Die Teilnehmerinnen und Teilnehmer des 2nd Marine Imaging Workshops. Foto: Jan Steffen, GEOMAR

Die Teilnehmerinnen und Teilnehmer des 2nd Marine Imaging Workshops. Foto: Jan Steffen, GEOMAR

Eröffnung des MIW am Dienstag. Foto: Jan Steffen, GEOMAR

Eröffnung des MIW am Dienstag. Foto: Jan Steffen, GEOMAR

Diskussionsrunden in kleinen Gruppen brachten die anwesenden Wissenschaftsdisziplinen zusammen. Foto: Jan Steffen, GEOMAR

Diskussionsrunden in kleinen Gruppen brachten die anwesenden Wissenschaftsdisziplinen zusammen. Foto: Jan Steffen, GEOMAR

24.02.2017

Automatisierte Auswertung von Unterwasserbildern als globale Aufgabe

Internationaler Workshop zum „Marine Imaging“ am GEOMAR erfolgreich beendet

24.02.2017/Kiel. Unterwasserroboter, autonome Unterwasserfahrzeuge, fest installierte Observatorien – immer mehr Gerätschaften der Meeresforschung verfügen über hoch auflösende Kameras. Sie erstellen oft mehrere tausend bis zehntausend Bilder während einer einzelnen Messkampagne. Den Wissenschaftlerinnen und Wissenschaftlern, die sie einsetzen, geht es aber nicht um eine ästhetische Abbildung bisher unbekannter Unterwasserwelten. Richtig ausgewertet enthalten diese Bilder Informationen über Ökosysteme, über geologische Prozesse im Meeresboden, über Verschmutzung der Ozeane oder auch potenzielle Rohstoffquellen.
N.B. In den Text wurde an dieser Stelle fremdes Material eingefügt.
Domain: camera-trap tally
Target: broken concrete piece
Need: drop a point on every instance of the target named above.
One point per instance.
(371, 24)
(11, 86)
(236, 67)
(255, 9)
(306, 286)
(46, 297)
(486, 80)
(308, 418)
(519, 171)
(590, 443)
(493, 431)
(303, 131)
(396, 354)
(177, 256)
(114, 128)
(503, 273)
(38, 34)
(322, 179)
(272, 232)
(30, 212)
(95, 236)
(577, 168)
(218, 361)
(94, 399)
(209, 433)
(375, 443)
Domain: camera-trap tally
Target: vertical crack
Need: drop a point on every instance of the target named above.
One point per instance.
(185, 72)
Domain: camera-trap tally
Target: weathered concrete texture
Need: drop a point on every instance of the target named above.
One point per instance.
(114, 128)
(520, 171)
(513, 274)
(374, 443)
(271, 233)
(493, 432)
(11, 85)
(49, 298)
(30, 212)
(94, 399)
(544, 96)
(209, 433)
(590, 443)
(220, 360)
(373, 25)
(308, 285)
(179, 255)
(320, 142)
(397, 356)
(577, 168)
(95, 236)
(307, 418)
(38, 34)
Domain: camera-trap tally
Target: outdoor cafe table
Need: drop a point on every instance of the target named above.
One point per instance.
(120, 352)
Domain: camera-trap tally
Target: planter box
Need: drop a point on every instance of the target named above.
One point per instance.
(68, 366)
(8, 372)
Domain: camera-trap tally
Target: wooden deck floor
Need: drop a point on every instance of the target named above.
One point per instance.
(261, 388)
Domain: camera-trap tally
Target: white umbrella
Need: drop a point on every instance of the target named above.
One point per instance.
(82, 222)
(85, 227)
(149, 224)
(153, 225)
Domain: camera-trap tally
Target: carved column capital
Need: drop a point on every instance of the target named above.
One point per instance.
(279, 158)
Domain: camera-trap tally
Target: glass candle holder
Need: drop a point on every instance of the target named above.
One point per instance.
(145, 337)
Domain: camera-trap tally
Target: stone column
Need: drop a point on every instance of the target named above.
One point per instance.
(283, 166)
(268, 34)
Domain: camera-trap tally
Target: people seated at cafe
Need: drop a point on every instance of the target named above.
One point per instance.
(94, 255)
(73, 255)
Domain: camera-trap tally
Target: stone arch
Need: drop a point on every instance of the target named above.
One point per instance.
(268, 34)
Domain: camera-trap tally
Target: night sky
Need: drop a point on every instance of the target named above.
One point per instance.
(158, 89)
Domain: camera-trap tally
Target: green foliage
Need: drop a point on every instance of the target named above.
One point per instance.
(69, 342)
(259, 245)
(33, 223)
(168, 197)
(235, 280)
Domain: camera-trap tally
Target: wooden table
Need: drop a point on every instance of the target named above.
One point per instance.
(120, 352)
In dieser Woche trafen sich 120 Expertinnen und Experten aus 25 Nationen am GEOMAR Helmholtz-Zentrum für Ozeanforschung Kiel, um sich beim zweiten internationalen „Marine Imaging Workshop“ über die neuesten Trends und Entwicklungen bei bildgebenden Verfahren unter Wasser und deren Auswertung auszutauschen. „In den vergangenen drei Jahren seit dem ersten Marine Imaging Workshop am National Oceanography Center in Southampton hat sich in diesem Bereich unheimlich viel getan“, sagt Dr. Timm Schoening aus dem Forschungsbereich 2 des GEOMAR und Organisator des Workshops, „vor allem die Hardware, also Kameras, Druckgehäuse und die sie tragenden Geräte, werden immer besser“. Auch die automatisierte Auswertung von großen Fotomengen mit Hilfe entsprechender Software hat sich weiterentwickelt, allerdings bietet speziell dieser Bereich noch erhebliches Entwicklungspotenzial.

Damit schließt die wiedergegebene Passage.